I’m intrigued by the character Anastaria (love her name!) and what happened to her frames. I also like how you give the reader background information with making it boring, good job!

*”…and thankfully[,] she slowed herself down…to health[.] [However, her] wings were damaged.” – So heartbreaking for her!

*”…not irreparable[,] but the development [was] slowed. She would start her training soon[,] but she had…”

*”I suppose she’s like me [and] likes to keep to herself.”

*”…a theory[,] but I know that she’ll never…”

I’m really intrigued by what exactly happened with his brother. He seems to be very put down by him and I’m interested in what happened when Anastaria got involved.

*”…into those eyes[,] I’m almost convinced…”

*”…in danger[,] your perspective changes.” – Wow, I hate his brother so much right now. :(

*”…continue the argument[,] but our old hag…”

*”…she cares that she [fights] me so…”

*”…from my parents [with] the cuts on my hands…then he found [out] about Anastaria…”

His brother is worth than I thought. I feel so much hate towards Tartan’s character and can’t wait to hopefully see some vengeance towards his later in the book!

*”…fighting back[,] otherwise…”

*”For a while[,] it had gotten better, [what] with him…”

*”…in Uaternia[,] which is rich with such mines.” – You have some beautiful names in this piece. That reminds me, I love the title of this piece!

*”…inside the crystal[,] but weak enough that we…only the small traces of magic in our blood streams[.] [We can do this] by touching the crystal.” – It was becoming a run-on sentence.

*”…a second time.” [She] says it all rather quickly, [making it so] my feathered pen only just [catches] it.”

*”…mad attempt to keep up[,] I had…”

*”…needed more ink[,] but…”

I get the impression Anastaria doesn’t want to be a Guardian. I feel like she wants to work with the crystals and that this will leave your main character envying her more later on in the book because if they switched places, there problems would be solved. Also, the teachers fast talking was fun to read about, another thing that made your character more realistic.

*”…she doesn’t mind[,] but I hate that I…”

*”I’m not ‘unintelligent’[,] but I’m just [not] made for these sorts of classes.” – I think you could use a better word choice where I’ve put these ‘ ‘. The current one doesn’t sound right to me.

*”I know what that is ‘but I dare not admit it’.” – Technically, he already has admitted it, so I would cut this or change it to something else. Or you could combine it with the second sentence so it reads “I know what that is[,] but [that’s] impossible now.”

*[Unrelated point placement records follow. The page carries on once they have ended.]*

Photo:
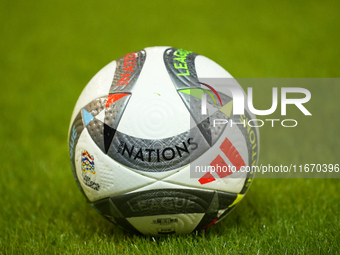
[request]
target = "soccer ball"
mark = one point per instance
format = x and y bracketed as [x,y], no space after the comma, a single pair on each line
[138,136]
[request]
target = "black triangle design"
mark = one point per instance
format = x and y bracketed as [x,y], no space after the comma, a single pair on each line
[205,129]
[109,133]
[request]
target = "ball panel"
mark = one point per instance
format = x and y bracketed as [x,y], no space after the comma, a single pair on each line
[97,87]
[155,111]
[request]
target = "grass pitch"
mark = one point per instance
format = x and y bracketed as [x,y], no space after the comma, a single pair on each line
[50,50]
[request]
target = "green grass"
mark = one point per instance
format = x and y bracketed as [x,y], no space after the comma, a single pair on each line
[50,50]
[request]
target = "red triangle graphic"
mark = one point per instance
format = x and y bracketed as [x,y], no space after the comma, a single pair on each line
[114,97]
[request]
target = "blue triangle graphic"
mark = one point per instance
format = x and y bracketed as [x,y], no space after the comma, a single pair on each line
[87,117]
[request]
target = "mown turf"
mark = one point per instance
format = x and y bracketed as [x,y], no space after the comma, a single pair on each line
[49,51]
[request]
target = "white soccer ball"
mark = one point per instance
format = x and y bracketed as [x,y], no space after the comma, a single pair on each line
[145,156]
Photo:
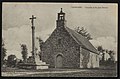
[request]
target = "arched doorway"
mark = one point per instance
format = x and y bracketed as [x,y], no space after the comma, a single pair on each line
[59,59]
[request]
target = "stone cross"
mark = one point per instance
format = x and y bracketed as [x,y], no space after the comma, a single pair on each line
[32,19]
[33,35]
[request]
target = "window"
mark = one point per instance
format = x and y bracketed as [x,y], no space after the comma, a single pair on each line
[59,41]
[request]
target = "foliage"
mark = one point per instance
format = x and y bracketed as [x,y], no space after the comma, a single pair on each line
[24,52]
[83,32]
[11,61]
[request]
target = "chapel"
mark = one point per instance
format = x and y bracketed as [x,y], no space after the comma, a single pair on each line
[65,48]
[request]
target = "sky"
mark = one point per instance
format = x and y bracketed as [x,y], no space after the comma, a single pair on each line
[99,19]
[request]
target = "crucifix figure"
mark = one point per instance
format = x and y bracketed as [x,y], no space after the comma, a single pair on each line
[33,35]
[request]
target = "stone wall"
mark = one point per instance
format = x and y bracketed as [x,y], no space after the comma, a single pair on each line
[88,59]
[60,42]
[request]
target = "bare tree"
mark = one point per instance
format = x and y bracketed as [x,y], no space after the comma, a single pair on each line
[83,32]
[24,52]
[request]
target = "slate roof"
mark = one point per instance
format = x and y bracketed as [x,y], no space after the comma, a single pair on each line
[81,40]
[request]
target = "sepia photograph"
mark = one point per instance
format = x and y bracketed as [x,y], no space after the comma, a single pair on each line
[59,39]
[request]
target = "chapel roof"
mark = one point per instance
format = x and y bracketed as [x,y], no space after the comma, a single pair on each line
[81,40]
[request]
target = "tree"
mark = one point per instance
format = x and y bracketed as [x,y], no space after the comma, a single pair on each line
[83,32]
[11,61]
[3,52]
[24,52]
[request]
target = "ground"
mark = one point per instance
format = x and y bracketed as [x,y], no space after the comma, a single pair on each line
[60,72]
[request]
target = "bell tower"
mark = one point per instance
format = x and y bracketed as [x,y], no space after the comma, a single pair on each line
[61,22]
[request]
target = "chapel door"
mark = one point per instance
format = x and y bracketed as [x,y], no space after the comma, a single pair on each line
[59,59]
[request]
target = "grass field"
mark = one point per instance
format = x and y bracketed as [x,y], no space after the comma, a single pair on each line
[60,72]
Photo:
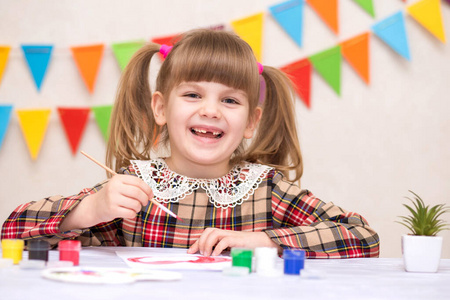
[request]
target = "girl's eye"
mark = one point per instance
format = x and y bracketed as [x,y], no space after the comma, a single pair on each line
[192,95]
[230,101]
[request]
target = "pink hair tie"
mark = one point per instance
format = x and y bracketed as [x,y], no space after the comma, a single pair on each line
[165,50]
[260,68]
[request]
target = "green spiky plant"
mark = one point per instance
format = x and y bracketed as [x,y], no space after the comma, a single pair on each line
[423,219]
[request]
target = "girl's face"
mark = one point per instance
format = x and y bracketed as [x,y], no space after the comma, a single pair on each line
[206,122]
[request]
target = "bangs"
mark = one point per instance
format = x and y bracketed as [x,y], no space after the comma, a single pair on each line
[212,56]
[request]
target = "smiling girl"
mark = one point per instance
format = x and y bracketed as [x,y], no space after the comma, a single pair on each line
[231,145]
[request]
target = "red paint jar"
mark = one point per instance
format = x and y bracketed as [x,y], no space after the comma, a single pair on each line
[69,250]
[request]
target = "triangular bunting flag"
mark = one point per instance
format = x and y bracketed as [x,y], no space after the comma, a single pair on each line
[289,15]
[166,40]
[328,64]
[250,29]
[327,11]
[300,74]
[428,14]
[38,58]
[392,31]
[4,54]
[102,115]
[87,59]
[5,115]
[74,122]
[367,5]
[124,51]
[34,125]
[356,52]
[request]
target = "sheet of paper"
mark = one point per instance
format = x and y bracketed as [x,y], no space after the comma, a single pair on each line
[168,259]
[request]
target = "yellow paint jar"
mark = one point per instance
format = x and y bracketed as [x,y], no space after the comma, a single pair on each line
[12,248]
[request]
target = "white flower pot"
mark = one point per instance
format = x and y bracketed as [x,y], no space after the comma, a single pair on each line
[421,253]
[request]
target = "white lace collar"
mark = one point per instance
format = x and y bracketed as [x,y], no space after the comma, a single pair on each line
[227,191]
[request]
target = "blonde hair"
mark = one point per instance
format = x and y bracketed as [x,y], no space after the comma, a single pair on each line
[205,55]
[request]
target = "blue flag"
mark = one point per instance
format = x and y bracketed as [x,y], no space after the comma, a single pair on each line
[289,15]
[38,58]
[392,31]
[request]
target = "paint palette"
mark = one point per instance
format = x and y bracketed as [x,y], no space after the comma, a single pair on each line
[108,275]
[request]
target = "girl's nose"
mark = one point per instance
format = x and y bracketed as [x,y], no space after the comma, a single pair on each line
[210,108]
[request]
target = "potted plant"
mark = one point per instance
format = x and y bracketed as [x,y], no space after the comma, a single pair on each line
[422,248]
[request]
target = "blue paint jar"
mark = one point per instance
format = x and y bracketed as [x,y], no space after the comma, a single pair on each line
[294,261]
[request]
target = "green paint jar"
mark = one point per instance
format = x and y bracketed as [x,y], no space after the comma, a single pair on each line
[242,257]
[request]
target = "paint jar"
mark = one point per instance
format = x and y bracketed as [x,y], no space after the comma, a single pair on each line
[294,261]
[69,250]
[242,257]
[38,250]
[265,260]
[12,248]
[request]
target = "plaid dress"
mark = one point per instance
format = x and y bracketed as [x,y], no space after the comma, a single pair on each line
[290,216]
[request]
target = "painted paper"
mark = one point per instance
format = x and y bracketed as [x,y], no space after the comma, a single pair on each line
[356,52]
[300,74]
[173,260]
[87,59]
[392,31]
[74,123]
[38,59]
[124,51]
[289,15]
[33,123]
[250,29]
[5,116]
[4,54]
[328,64]
[327,11]
[428,14]
[102,116]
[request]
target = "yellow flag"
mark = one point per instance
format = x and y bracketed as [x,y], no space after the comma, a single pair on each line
[4,53]
[428,14]
[34,125]
[250,30]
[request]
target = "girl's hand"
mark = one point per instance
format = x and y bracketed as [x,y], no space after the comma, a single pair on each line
[223,239]
[122,197]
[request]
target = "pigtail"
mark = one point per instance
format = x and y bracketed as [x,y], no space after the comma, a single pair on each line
[133,131]
[276,141]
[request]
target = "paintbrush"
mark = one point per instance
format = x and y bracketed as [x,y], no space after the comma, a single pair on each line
[114,173]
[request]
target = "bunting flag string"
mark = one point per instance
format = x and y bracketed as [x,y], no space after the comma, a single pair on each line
[288,14]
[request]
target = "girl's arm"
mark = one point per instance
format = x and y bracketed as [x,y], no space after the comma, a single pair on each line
[324,230]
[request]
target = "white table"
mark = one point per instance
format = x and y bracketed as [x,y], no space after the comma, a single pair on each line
[369,278]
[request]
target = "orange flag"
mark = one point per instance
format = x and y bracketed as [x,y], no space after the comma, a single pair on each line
[88,60]
[74,122]
[34,125]
[356,52]
[250,29]
[328,12]
[300,74]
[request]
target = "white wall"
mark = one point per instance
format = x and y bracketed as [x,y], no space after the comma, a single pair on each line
[363,150]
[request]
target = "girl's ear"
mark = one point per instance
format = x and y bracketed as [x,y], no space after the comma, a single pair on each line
[158,108]
[253,123]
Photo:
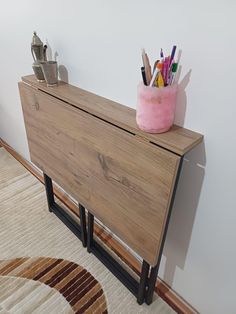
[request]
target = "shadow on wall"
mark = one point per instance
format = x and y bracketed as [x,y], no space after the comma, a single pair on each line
[184,211]
[62,70]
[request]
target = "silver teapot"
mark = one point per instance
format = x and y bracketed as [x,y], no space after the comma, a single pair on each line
[38,50]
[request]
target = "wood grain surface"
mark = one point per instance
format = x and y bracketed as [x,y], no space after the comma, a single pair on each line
[177,139]
[126,182]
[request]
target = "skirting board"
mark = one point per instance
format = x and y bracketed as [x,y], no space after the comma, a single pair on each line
[162,289]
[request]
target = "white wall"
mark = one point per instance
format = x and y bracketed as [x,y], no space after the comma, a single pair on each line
[99,44]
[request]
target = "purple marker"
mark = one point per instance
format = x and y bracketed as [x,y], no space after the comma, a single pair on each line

*”…crystal mining[,] we’re released into group work.”

*”…and Anastaria[,] it means talking while doing our work…”

*”By [halfway] through the first page[,] I’m completely lost…”

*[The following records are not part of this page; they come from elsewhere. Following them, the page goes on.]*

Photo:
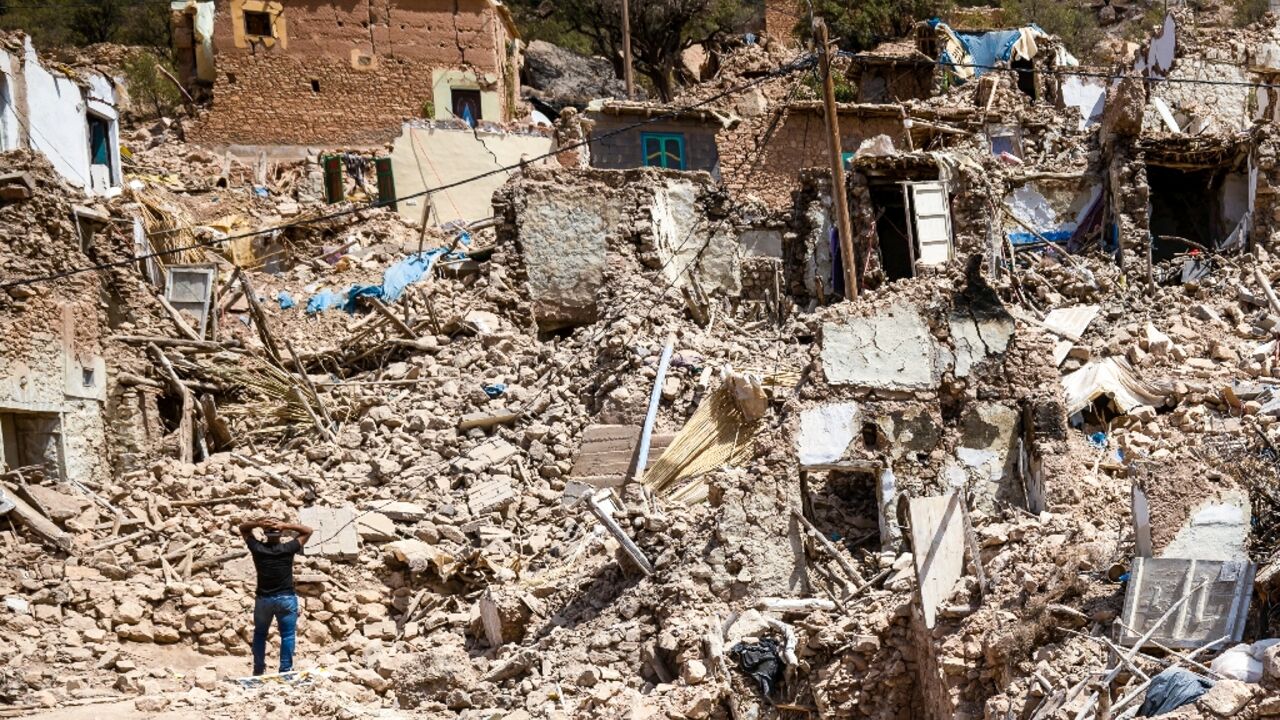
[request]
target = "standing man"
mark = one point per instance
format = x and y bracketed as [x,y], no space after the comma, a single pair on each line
[275,597]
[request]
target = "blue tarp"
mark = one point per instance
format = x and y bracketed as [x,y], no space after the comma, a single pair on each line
[394,281]
[1170,691]
[990,49]
[1028,238]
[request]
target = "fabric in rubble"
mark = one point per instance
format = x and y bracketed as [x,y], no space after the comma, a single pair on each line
[1173,689]
[762,661]
[396,279]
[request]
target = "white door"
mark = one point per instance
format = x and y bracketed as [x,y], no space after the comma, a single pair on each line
[932,215]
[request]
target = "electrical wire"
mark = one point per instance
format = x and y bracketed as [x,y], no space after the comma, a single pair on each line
[799,64]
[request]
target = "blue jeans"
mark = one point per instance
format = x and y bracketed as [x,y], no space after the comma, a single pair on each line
[284,610]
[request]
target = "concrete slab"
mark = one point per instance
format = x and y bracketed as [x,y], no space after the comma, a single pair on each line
[563,233]
[1216,529]
[977,340]
[375,527]
[1217,600]
[937,547]
[892,350]
[688,242]
[983,460]
[826,433]
[334,531]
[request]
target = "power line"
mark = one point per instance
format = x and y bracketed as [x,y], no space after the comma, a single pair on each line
[778,72]
[1065,71]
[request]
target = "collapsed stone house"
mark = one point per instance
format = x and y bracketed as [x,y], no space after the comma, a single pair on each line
[68,115]
[312,73]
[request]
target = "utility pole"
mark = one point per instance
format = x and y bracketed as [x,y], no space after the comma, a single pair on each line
[839,191]
[627,73]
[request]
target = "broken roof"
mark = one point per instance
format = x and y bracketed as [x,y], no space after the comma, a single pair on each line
[649,110]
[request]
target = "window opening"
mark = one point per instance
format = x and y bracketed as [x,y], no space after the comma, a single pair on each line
[257,23]
[663,150]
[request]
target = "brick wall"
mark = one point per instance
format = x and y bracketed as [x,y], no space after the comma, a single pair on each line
[781,18]
[344,73]
[799,142]
[621,151]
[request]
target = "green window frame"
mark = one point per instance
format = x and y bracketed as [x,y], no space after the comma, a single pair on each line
[663,150]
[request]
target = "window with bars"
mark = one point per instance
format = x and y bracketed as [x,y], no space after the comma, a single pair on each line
[663,150]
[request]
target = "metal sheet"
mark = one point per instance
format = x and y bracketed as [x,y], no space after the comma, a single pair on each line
[932,222]
[1217,600]
[937,545]
[191,288]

*”…knowledge[,] I’m able to apply it well…”

*I feel like often during the piece you give away too much information than the reader needs. For example, when you talk about little things he does with his work and he reacts to it, etc. A little of this is wonderful and makes your character more solid, but too much of it starts to sound like an unnecessary information dump, so watch out for that when proof-reading back through this.

*”…forward to it[,]” I say with a smile…”

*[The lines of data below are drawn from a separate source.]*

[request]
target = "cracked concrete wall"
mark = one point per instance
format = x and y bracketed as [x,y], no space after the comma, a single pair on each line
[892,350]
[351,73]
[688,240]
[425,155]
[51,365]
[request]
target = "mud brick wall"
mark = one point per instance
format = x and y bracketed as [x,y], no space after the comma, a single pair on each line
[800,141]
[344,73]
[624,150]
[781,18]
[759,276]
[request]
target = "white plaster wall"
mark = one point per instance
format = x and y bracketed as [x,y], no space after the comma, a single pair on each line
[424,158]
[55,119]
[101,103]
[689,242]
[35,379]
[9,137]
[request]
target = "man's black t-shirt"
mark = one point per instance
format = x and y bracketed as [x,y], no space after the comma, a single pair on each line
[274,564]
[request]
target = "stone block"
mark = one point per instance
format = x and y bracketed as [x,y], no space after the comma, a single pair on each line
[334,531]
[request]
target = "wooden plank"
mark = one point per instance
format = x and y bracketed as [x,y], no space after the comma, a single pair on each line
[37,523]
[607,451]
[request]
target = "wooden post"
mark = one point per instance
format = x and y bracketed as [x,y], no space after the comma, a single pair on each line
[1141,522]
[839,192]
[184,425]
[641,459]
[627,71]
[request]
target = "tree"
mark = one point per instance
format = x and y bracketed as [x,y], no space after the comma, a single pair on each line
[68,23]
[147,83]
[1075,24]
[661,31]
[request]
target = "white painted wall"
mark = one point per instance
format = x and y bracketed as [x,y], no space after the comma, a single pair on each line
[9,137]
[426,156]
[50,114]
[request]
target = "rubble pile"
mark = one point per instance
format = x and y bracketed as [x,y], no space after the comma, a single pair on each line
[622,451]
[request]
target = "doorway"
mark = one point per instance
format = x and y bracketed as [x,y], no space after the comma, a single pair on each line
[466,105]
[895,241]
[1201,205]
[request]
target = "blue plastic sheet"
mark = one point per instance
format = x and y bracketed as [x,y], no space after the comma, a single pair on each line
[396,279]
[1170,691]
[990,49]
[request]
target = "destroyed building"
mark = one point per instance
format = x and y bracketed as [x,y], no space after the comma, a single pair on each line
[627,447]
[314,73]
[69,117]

I loved this switch in him – “My face hardens…” Perfect job at describing what his brother does to him!

*”I know you’re there[,] Tartan[,]” I say.

*”Immediately[,] he steps from the shadows…”

Tartan does not deserve to be a Guardian! Ahh!

*”What’s wrong[,] Calfer?”

*”…little girlfriend.” [He] lets out a laugh…”

The last line was great and left me brimming with hate for his brother. The suspense you put into the ending scene was fantastic!

^I apologise for any formatting errors!

Great job again! :) I can't wait to hear your thoughts on chapter two of 'Uncontrollable'. It was a pleasure to read your work again.